A prospective uncontrolled study of patients with Type I and Type II whiplash followed patients through a multimodal treatment program including exercise, group therapy, and occupational therapy. Vendrig et al. found that at 6 month follow-up, 65% of subjects reported complete return to work, 92% reported partial or complete return to work, and 81% reported no medical or paramedical treatments over 6 months [16].

Bunketorp et al. analyzed 47 patients involved in an ongoing randomized controlled trial. Multiple regression analysis found that self-efficacy, a measure of how well an individual believes he can perform a task or specific behavior and emotional reaction in stressful situations, was the most important predictor of persistent disability in patients with WAD [17].

The use of cervical radiofrequency neurotomy (CRFN), a neuroablative procedure used to interrupt nociceptive pathways, has been supported by several studies in patients with chronic WAD. Prushansky et al. conducted a prospective study of 40 patients with chronic whiplash injury-associated disorders who underwent CRFN treatment. The authors found an improvement in 70% of patients based on a number of parameters including Neck Disability Index and cervical range of motion [18].

Many other therapeutic interventions have been suggested including temperomandibular joint treatment, cervical traction, intraarticular corticosteroids, and botulinim toxin. The QTF concluded that scientifically rigorous evidence to support their use is currently lacking [1].


Studies of long-term outcome for patients with whiplash and WAD offer widely variable rates of recovery. Most studies suggest persistent symptoms in 25–40% of patients after 1 year [9]. Other studies have reported symptoms in as high as 39.6% of patients as far as 7 years after injury [9].

A number of factors have been consistently associated with delayed recovery including female gender, older age, initial intensity of neck pain, neurologic deficit, preexisting neck pain [19]. In a retrospective cohort study from Dufton et al., several factors associated with minimal clinical change from initial presentation to follow-up were identified. These included older age, female gender, higher initial pain intensity, lawyer involvement, and work status at time of follow-up [19].

The variability in recovery in WAD is a source of considerable controversy. The multivariable nature of WAD suggests that further investigations of clinical, demographic, and psychological factors are warranted in order to improve treatment outcomes.

Whiplash associated cervical injuries

The QTF report focuses on patients with WAD Grade I through III injuries following a motor vehicle collision.
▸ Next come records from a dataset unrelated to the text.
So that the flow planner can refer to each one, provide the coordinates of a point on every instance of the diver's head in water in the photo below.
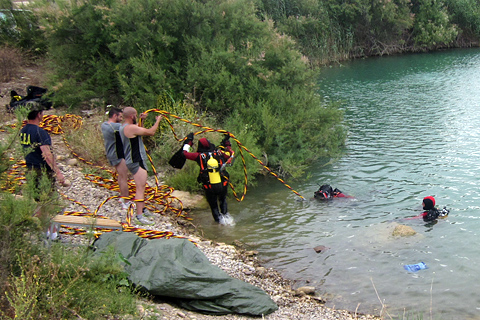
(428, 203)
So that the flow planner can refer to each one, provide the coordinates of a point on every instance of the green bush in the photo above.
(218, 56)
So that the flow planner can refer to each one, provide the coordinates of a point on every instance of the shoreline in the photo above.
(235, 260)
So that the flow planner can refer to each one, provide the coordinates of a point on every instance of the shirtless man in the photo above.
(136, 156)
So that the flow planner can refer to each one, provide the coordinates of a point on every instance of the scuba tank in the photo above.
(213, 171)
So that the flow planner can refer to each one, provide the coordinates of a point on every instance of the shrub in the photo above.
(217, 55)
(11, 62)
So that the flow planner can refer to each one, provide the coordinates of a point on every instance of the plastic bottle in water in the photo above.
(415, 267)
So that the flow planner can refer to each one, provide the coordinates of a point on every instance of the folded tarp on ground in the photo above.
(177, 268)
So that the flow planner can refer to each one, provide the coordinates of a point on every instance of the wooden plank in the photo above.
(87, 221)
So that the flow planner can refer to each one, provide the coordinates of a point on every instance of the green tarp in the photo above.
(177, 268)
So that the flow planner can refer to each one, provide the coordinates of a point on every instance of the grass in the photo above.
(54, 281)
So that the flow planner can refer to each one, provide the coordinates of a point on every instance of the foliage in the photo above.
(19, 28)
(217, 54)
(53, 281)
(465, 14)
(432, 27)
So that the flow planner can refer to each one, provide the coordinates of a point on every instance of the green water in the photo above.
(414, 126)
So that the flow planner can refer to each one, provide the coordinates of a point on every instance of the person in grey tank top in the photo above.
(136, 156)
(114, 150)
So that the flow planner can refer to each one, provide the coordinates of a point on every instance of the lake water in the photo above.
(414, 131)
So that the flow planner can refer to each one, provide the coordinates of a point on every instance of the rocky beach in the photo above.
(235, 259)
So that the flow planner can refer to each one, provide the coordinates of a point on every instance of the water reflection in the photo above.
(413, 131)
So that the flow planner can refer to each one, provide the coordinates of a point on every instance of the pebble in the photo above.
(234, 260)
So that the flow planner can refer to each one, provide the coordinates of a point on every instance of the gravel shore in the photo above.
(237, 261)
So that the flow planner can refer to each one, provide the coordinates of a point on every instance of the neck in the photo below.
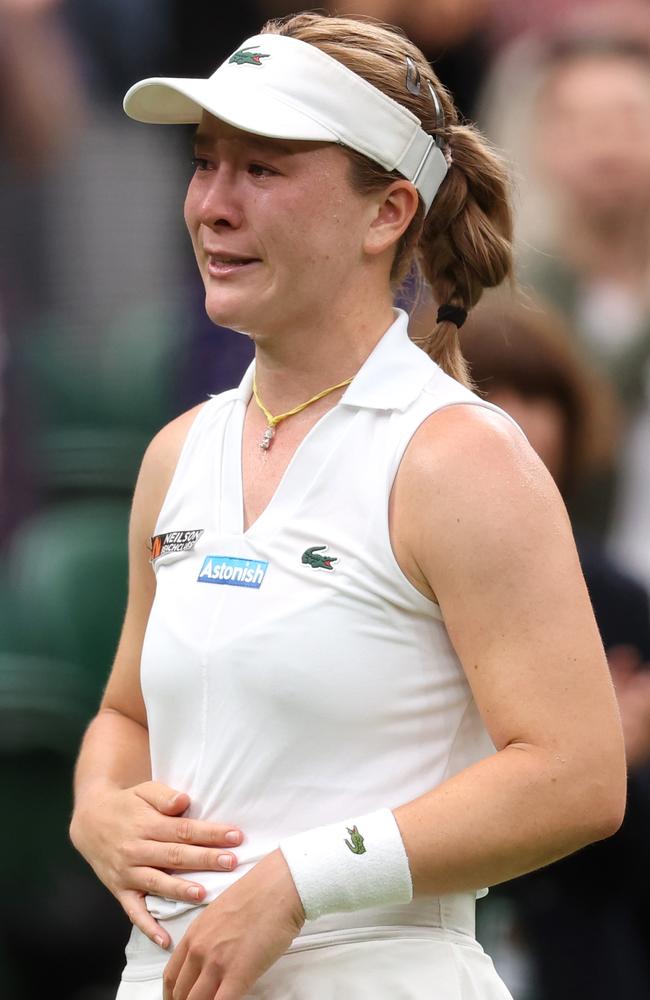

Grade IV injuries, which include patients with neck complaints and fracture or dislocation, were not specifically addressed. The literature is peppered with case reports of patients with WAD and missed fractures on presentation [4]. The most common radiographically identified abnormalities are loss of cervical lordosis and spondylotic changes [4].

Nyunt reported a single case of a missed superior articular facet of the seventh cervical vertebrae. The patient had been involved in a motor vehicle accident 7 years prior to presenting with transient tetraparesis [20]. A case series of four patients with chip fractures of cervical superior articular facet and cervical radiculopathy reported excellent outcomes after posterior fixation [21].
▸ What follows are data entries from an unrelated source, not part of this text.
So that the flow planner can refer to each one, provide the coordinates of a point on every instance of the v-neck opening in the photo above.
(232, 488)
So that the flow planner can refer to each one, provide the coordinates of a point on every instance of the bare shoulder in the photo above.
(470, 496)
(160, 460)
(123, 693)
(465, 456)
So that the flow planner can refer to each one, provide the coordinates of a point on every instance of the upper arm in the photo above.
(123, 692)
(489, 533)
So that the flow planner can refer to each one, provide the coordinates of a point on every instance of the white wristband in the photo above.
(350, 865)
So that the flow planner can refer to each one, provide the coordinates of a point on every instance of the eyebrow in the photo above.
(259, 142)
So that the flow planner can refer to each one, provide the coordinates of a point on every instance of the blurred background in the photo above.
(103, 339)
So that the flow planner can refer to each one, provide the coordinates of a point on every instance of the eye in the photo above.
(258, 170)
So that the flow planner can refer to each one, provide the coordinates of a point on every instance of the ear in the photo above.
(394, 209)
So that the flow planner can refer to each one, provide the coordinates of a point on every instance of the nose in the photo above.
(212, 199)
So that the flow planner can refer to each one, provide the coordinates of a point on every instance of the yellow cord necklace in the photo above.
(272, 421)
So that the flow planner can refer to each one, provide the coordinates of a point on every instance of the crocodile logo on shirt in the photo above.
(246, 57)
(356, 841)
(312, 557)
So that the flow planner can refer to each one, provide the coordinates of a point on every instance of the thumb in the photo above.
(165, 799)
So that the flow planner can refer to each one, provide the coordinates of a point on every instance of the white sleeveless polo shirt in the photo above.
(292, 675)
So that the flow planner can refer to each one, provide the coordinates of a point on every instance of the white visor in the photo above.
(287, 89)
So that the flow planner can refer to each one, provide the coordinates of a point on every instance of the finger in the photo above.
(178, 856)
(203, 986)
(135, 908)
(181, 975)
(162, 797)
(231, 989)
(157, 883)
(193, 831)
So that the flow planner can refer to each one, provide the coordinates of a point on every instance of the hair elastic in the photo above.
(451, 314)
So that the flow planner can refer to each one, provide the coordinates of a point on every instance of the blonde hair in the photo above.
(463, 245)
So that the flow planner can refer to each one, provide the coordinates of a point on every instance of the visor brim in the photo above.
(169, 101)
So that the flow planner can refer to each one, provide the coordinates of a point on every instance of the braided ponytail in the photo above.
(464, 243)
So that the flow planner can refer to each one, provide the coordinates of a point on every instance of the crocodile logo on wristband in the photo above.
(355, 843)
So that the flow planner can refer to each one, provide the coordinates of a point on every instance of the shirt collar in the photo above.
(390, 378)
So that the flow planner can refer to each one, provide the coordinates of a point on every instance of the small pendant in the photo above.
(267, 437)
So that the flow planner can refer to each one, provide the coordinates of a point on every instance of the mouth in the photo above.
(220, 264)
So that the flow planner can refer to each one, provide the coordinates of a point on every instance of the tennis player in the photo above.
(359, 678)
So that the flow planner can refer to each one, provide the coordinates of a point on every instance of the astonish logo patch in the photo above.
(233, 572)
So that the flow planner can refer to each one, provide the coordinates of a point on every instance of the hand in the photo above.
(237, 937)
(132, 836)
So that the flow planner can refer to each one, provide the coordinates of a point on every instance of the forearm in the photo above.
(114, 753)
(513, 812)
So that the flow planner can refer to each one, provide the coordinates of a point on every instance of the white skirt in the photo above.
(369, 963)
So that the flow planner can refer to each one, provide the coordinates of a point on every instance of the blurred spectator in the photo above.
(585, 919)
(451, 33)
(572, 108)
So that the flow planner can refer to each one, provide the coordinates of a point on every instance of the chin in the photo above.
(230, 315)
Whiplash and WAD are a common and costly burden on the health care system. Associated disabilities and absence from work create a large impact on economic productivity. Diagnosis of these injuries can be difficult for the practitioner and frustrating for the patient. The most recent literature suggests that whiplash injury may occur as a result of hyperextension of the lower cervical vertebrae in relation to a relative flexion of the upper cervical vertebrae.
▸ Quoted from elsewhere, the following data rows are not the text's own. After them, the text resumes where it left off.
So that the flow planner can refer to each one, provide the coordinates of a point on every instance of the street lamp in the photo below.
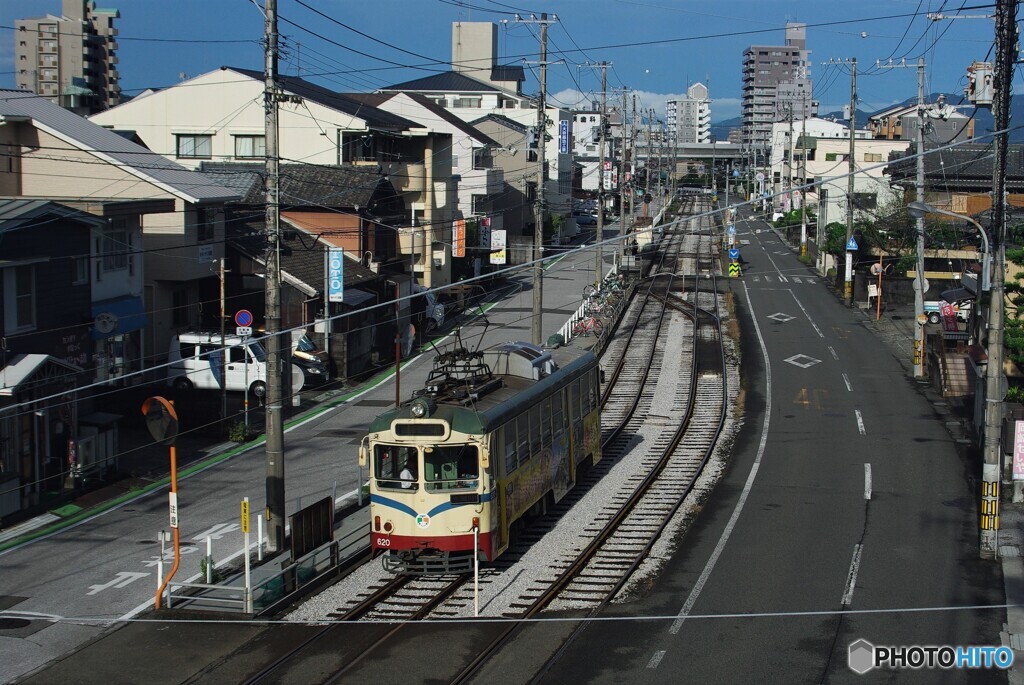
(994, 388)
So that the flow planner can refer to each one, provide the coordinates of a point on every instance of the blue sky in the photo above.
(655, 48)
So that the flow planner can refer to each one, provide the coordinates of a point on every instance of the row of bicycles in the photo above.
(601, 303)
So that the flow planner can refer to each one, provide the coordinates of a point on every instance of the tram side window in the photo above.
(452, 467)
(574, 400)
(535, 430)
(557, 414)
(390, 461)
(522, 428)
(511, 459)
(546, 421)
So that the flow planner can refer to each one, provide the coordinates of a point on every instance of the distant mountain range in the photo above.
(982, 117)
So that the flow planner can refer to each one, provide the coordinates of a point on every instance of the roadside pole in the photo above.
(162, 421)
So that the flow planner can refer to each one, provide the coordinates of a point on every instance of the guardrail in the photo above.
(276, 587)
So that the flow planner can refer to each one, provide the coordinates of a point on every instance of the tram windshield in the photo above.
(395, 466)
(452, 467)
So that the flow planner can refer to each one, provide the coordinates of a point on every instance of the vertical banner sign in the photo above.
(459, 238)
(484, 232)
(498, 255)
(336, 274)
(1019, 451)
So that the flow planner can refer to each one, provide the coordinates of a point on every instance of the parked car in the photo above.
(198, 358)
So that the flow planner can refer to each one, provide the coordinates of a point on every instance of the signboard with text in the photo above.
(459, 239)
(1019, 451)
(498, 245)
(336, 274)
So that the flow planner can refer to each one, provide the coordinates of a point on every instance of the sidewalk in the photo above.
(896, 328)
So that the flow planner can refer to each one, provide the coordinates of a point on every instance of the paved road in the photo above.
(797, 553)
(105, 567)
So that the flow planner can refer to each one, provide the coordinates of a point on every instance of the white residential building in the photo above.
(688, 119)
Treatment can be delayed and confused by multiple social, economic, and psychologic factors. Recent literature suggests that early mobilization and return to activity may offer the best chance for recovery. Still, a highly variable rate of recovery is reported in the literature. The absence of clear diagnostic and treatment options for this common medical problem suggest that further research is duly warranted.